Clint Black and music industry executive Mike Kraski have joined forces to launch Equity Records, a company designed to challenge the business model used by major labels. Black and Kraski are creating the new imprint with veteran manager Jim Morey and financial expert Charles Sussman as a partnership between artists and the label.
Black, the first artist signed to
Equity, will release a new single in October and a CD in February. Black last year exited RCA, his label home since his 1989
debut album, Killin' Time.
Black, Morey and Sussman say they had been discussing new ways to operate a record
label when Kraski left his job as executive vice president and general manager of Sony Music Nashville in May after a corporate
restructuring. Kraski, a 27-year veteran of the music industry, and Black worked together on Buddy Jewell's recently released
debut album. Black produced the Sony project as part of Jewell's prize as the winner of the Nashville Star TV competition.
the concept behind Equity, Kraski says, "By definition, equity denotes fairness, as well as ownership. An artist who signs
with Equity Records will experience both. They will have ownership in everything they create. Our goal is to become a viable
option for an artist. ... As such, we will strive to redefine as well as refine the current business model, keeping those
elements that work well and searching for improvements where they are needed."
Black is a member of the Recording Artists
Coalition, a group of artists calling attention to the business practices of record labels. He says Equity will provide artists
greater control of their artistic and financial future.
Black tells CMT News, "I'm going to defy any artist -- whether
they've had the kind of success I've had or just starting out -- to find any proposition available to them that's more exciting
than Equity Records ... to think that this record company will be owned as much by the artist as anyone else. The artists
will own their own masters [master recordings], they'll get paid full rate -- things like that. That's exactly what guys like
me dream about someday -- and it's happening now."

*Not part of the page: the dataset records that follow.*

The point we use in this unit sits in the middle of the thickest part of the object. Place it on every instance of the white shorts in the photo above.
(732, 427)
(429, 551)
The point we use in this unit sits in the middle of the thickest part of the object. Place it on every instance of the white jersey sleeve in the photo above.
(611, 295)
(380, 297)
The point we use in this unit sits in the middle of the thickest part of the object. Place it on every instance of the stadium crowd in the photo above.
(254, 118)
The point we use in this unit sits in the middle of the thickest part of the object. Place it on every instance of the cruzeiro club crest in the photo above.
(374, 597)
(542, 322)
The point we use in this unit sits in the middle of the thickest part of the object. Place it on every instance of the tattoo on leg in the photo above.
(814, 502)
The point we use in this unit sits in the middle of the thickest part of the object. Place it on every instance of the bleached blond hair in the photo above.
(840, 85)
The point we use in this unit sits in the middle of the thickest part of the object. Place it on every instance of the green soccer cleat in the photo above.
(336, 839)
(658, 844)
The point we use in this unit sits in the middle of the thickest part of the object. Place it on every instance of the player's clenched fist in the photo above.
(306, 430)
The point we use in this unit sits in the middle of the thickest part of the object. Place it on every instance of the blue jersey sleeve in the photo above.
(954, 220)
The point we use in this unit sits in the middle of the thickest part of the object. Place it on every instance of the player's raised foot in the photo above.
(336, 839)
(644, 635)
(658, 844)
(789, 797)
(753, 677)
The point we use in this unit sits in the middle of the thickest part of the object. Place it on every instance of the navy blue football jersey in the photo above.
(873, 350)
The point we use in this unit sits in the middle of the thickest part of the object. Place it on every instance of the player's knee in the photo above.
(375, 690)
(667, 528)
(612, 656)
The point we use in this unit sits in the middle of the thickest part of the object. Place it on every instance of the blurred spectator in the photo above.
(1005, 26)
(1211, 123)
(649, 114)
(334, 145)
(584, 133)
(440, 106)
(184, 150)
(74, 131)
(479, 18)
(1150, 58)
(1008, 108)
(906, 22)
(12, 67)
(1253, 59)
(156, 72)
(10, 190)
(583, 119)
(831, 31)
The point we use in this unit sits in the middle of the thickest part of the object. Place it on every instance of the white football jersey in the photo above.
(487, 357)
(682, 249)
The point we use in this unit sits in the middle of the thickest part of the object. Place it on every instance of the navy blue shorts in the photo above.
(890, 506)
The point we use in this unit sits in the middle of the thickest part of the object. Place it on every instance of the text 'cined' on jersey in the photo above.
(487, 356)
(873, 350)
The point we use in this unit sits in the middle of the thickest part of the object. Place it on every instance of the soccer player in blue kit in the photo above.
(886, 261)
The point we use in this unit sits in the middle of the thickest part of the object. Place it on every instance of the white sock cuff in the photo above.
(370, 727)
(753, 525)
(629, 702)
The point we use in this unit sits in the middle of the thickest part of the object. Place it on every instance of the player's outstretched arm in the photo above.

Equity will be a country label, but Kraski tells CMT News, "I think
it's going to be artists who have a really strong sense of who they are. That's what we're looking for. We have enough of
manufactured assembly-line kind of artists who are safe and politically correct. I want artists who are real and honest, and
I want them to be allowed to convey themselves with all the warts and scars and flaws that they have -- because that's what's
relatable. That's what everyone really wants to see and what makes them interesting."